Ahmed, who specializes in geriatric psychiatry and is vice chair of the department of psychiatry at the University of Hawaii, continued by saying that epidemiological studies can point only to associations, not causality.

Predictably, the tofu connection has caused general alarm and concern throughout the health-conscious masses, although the media outside of Hawaii have shown little reaction. In fact, observed White, "Within days of my paper being published, several major city newspapers on the mainland—the Washington Post, the New York Times—had very similar full-page color spreads about wonderful recipes for soy foods and lots of information on how healthy they were."

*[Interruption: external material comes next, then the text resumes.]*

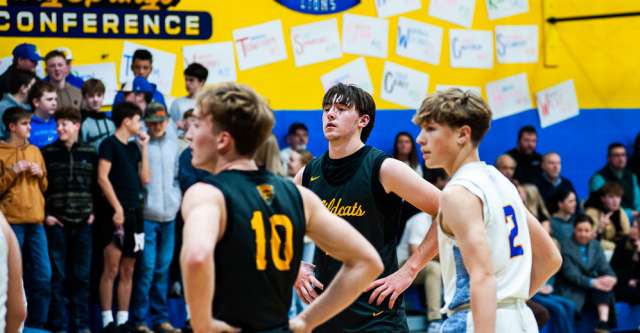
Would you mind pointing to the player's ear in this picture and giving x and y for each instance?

However, White questions the much-touted benefits of soy—which has been thought to lower cholesterol and prevent breast cancer and heart disease. "The evidence supporting the benefits of soy are weak at best. Such evidence would never be enough to allow a prescription drug to be approved."

Ahmed recalls quite a different reaction from the media in Hawaii. "There was a great deal of publicity here in Hawaii, and tofu sales were said to drop by as much as 30 percent after White’s findings were released."

When White and his colleagues were interviewed, however, they did not advise people to change their diets, and they pointed to the need for further research.

Ahmed agreed wholeheartedly. "If other researchers make similar discoveries in another study, it would suggest there is definitely something behind these findings."